He asked where in the middle east slavery was legal.
It was legal in Islamic state.

That this "nation" wasn't internationally recognised or that it didn't last for longer then a few years, doesn't take away from the fact that they did control huge territory and ruled over many many people.

For a while there, they actually were a nation with laws, a treasury etc.
Recognised or not.

So it seems to me to being a perfectly valid answer to his question.
 

lewisnotmiller

Grand Hat
Staff member
Premium Member
Think about what you're saying.... One problem is here and now. The other does not exist.

Think about what I'm saying? Wow.

Okay, so let's play along with your thought bubble. Nothing matters. There is no here and now, since everything happened in the past, or is a guess about future projection.

You posted a response to my post. Yet my post happened in the past.

Rather, I would think that humans have some ability to learn from the past. Not all, it seems, but some. Have you heard the term 'standing on the shoulders of giants'?

Do you really think there is nothing to learn from the past? Do you really think the actions of humans that came before us didn't impact and shape both the world and our views of it today? Do you really think we float on a bubble of now, when now is itself an infinitely small division of a moment?

Really?
 

Audie

Veteran Member
He asked where in the middle east slavery was legal.
It was legal in Islamic state.

That this "nation" wasn't internationally recognised or that it didn't last for longer then a few years, doesn't take away from the fact that they did control huge territory and ruled over many many people.

For a while there, they actually were a nation with laws, a treasury etc.
Recognised or not.

So it seems to me to being a perfectly valid answer to his question.

It was, I was just tossing in a bit of commentary-
that many laws are simply ignored, so something
being illegal may be a bit irrelevant.
 

Cooky

Veteran Member
Think about what I'm saying? Wow.

Okay, so let's play along with your thought bubble. Nothing matters. There is no here and now, since everything happened in the past, or is a guess about future projection.

You posted a response to my post. Yet my post happened in the past.

Rather, I would think that humans have some ability to learn from the past. Not all, it seems, but some. Have you heard the term 'standing on the shoulders of giants'?

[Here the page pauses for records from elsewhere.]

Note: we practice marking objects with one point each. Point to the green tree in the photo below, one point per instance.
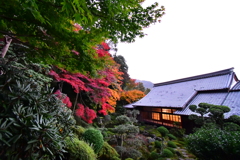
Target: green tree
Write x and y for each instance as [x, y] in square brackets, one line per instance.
[64, 33]
[215, 113]
[33, 121]
[214, 144]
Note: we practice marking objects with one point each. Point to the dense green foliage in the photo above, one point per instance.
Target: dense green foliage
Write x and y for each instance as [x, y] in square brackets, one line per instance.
[216, 113]
[79, 150]
[164, 131]
[34, 122]
[215, 144]
[166, 153]
[171, 144]
[108, 153]
[158, 144]
[93, 137]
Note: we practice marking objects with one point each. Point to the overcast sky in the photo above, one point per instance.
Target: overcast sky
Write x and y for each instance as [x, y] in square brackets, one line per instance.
[194, 37]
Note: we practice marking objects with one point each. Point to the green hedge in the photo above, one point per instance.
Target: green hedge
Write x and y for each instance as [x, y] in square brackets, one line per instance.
[93, 137]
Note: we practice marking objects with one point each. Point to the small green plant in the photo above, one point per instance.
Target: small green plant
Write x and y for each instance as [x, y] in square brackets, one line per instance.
[164, 131]
[108, 152]
[167, 153]
[154, 155]
[93, 137]
[171, 144]
[79, 150]
[78, 130]
[171, 149]
[214, 144]
[171, 137]
[158, 144]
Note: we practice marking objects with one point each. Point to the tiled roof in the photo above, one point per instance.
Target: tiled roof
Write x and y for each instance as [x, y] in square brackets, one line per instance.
[233, 102]
[215, 98]
[236, 86]
[230, 99]
[178, 93]
[129, 105]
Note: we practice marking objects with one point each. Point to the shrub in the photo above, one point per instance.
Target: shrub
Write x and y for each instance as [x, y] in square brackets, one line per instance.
[93, 137]
[230, 126]
[164, 131]
[108, 152]
[154, 155]
[34, 121]
[214, 144]
[167, 153]
[171, 137]
[171, 149]
[171, 144]
[79, 150]
[158, 144]
[78, 130]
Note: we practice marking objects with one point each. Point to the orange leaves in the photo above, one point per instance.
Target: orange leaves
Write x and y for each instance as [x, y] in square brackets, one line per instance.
[114, 97]
[132, 96]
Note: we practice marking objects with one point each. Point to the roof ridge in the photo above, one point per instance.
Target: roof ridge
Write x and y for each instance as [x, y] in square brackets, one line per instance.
[212, 74]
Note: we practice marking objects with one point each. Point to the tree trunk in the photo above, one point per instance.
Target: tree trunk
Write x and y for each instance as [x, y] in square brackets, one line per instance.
[8, 41]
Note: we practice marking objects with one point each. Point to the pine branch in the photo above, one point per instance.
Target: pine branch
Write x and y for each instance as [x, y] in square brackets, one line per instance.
[7, 41]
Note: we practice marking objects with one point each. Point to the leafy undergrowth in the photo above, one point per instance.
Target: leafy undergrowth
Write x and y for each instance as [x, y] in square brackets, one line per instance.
[150, 135]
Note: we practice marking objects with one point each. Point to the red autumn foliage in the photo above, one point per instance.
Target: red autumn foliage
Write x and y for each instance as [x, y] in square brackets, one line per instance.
[102, 91]
[87, 114]
[102, 50]
[64, 98]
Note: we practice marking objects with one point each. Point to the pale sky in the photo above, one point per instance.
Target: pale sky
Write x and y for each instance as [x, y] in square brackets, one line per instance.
[194, 37]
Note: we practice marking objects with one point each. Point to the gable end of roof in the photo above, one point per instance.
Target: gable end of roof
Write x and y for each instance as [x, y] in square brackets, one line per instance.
[212, 74]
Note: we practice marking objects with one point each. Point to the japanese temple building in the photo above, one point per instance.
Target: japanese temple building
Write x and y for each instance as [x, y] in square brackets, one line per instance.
[169, 102]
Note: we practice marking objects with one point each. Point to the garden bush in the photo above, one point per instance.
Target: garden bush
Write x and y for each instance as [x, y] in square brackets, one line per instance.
[171, 149]
[171, 137]
[79, 150]
[154, 155]
[158, 144]
[215, 144]
[93, 137]
[167, 153]
[34, 122]
[78, 130]
[108, 153]
[164, 131]
[171, 144]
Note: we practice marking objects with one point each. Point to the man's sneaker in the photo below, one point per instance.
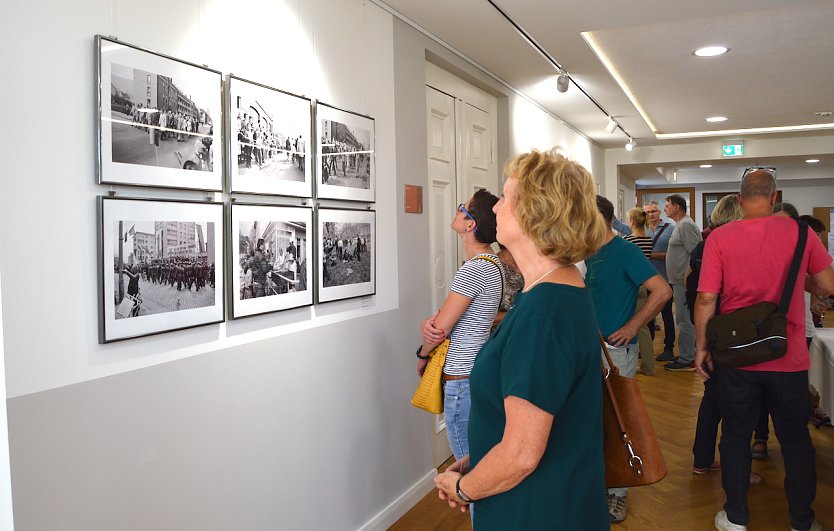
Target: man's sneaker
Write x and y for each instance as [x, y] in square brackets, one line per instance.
[759, 450]
[723, 524]
[814, 527]
[680, 366]
[667, 355]
[617, 508]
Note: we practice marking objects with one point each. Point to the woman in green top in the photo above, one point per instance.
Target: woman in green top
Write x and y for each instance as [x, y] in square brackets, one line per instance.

Do you really think there is nothing to learn from the past? Do you really think the actions of humans that came before us didn't impact and shape both the world and our views of it today? Do you really think we float on a bubble of now, when now is itself an infinitely small division of a moment?

Really?

What you're post reflects is essentially downgrading a current human rights violation to... philosophical ideals...? Imagery..? History..? IDK.

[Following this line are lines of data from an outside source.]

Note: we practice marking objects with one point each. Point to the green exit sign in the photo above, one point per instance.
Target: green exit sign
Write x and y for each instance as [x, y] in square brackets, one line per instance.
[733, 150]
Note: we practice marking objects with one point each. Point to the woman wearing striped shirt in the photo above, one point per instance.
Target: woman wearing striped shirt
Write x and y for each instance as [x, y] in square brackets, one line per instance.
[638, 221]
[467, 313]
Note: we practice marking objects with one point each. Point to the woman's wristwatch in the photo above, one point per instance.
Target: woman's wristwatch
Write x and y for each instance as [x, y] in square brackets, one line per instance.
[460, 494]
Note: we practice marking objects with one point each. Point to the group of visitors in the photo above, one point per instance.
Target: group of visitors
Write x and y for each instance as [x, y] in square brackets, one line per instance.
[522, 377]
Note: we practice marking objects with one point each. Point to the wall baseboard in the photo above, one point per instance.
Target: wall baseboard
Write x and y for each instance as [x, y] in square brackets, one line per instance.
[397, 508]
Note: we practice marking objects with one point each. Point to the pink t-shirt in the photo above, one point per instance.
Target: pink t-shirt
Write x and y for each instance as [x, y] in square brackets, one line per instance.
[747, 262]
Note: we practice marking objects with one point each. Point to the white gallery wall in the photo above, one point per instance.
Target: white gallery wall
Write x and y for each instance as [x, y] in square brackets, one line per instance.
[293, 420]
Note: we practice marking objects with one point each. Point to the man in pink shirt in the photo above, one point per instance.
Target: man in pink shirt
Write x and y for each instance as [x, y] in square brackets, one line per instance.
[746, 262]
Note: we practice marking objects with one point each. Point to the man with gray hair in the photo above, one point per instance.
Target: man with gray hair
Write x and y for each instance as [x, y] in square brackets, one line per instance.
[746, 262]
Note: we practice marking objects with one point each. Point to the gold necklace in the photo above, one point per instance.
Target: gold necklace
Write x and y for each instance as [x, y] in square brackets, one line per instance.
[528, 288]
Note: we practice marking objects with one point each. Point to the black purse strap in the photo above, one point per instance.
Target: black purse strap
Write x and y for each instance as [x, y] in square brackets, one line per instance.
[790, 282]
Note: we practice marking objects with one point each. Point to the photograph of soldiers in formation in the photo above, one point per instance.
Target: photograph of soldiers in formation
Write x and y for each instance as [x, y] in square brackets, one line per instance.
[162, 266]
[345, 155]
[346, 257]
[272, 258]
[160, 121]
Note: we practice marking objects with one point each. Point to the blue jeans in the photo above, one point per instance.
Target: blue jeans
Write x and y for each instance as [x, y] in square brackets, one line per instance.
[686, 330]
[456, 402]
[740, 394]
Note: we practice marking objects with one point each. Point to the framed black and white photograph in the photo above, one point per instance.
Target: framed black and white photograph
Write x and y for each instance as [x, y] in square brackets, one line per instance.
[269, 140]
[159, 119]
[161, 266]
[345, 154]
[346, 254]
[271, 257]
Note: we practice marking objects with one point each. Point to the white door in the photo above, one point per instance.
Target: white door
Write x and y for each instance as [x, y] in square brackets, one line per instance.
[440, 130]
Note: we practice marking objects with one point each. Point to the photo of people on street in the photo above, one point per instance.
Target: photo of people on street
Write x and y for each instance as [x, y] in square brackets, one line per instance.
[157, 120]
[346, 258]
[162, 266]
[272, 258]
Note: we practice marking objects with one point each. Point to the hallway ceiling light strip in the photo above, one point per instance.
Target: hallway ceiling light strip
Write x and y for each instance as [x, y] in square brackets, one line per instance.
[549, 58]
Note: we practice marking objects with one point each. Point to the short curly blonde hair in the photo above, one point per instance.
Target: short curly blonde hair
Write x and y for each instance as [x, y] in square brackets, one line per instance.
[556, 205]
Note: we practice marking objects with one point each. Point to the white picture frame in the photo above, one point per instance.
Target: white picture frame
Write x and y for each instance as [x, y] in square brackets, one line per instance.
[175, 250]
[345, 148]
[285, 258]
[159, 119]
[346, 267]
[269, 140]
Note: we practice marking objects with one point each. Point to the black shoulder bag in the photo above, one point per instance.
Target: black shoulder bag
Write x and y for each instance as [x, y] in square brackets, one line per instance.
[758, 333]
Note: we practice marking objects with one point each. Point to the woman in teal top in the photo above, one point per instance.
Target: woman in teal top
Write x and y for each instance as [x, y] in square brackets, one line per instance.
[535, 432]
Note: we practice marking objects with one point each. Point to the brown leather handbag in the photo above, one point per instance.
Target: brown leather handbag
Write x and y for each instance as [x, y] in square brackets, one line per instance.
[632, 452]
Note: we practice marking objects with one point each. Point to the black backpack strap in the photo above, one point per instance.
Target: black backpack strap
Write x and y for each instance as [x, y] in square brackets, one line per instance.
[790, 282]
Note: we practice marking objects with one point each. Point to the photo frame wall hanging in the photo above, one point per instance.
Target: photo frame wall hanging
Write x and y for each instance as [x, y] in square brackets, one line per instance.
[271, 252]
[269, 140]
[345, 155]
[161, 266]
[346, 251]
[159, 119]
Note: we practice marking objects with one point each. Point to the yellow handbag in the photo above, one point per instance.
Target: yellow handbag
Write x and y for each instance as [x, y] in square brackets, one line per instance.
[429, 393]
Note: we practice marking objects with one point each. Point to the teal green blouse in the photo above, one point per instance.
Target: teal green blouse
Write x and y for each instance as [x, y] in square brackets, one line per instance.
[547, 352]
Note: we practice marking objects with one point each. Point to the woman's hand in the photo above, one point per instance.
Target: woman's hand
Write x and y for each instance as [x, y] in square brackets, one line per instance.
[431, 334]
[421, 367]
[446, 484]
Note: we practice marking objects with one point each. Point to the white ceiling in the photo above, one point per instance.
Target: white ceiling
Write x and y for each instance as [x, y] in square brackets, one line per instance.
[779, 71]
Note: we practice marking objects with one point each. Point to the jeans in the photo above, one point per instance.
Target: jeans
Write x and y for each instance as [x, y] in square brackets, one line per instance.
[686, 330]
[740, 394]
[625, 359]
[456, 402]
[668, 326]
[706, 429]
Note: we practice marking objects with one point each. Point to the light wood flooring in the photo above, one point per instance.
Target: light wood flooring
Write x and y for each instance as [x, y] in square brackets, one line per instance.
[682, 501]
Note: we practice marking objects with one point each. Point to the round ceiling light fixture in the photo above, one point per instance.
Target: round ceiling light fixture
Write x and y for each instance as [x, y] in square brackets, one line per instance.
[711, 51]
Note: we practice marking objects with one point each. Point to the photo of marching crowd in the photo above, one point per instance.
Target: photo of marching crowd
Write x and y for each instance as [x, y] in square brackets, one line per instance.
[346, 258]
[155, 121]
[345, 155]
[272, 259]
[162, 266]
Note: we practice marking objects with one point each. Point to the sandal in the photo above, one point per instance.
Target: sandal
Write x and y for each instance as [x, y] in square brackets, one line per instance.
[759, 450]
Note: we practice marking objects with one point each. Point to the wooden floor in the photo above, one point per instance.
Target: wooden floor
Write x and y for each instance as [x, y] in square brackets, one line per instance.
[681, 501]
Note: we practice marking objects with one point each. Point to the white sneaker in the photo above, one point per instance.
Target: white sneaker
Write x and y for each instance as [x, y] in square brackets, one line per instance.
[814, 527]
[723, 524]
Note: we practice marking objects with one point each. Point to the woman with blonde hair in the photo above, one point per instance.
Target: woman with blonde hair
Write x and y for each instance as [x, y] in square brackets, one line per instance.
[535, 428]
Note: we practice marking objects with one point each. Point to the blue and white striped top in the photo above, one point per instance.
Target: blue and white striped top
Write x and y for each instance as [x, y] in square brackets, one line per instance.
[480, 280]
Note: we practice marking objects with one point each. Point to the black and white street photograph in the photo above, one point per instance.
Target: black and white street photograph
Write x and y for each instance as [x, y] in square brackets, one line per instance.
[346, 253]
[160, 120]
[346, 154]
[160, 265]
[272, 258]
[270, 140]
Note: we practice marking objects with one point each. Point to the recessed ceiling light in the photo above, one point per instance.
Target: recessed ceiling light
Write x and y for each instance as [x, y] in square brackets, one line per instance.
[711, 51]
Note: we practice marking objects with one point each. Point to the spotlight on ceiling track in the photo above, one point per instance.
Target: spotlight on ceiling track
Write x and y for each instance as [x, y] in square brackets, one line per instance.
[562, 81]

What I do know, is that ISIS has raped women systematically, as a common practice, during my lifetime... Imams are currently advocating rape before our very eyes.

Yet, it's important to divert our attention to WW2? Why..?
 

Cooky

Veteran Member
I am positive there is a concentrated effort to divert bad publicity from Islam to whatever else one can.

I see it on every thread that has ever existed about Islam. And I've been posting on forums for 10 years.
 

Sanzbir

Well-Known Member
Doesn't Quran 24:33 mean the answer is an unquestionable no??

"If they [female slaves] desire chastity, to seek [thereby] the temporary interests of worldly life. And if someone should compel them, then indeed, Allah is [to the female slaves], after their compulsion, Forgiving and Merciful."

Seems pretty certain that you can't compel a female slave to acts of sex, under the Quran.
 

Cooky

Veteran Member
Doesn't Quran 24:33 mean the answer is an unquestionable no??

"If they [female slaves] desire chastity, to seek [thereby] the temporary interests of worldly life. And if someone should compel them, then indeed, Allah is [to the female slaves], after their compulsion, Forgiving and Merciful."

Seems pretty certain that you can't compel a female slave to acts of sex, under the Quran.

I think that only means that Allah will be merciful to the slave woman after a Muslim man is compulsed to raping her.

IOW, she wouldn't have committed a sin.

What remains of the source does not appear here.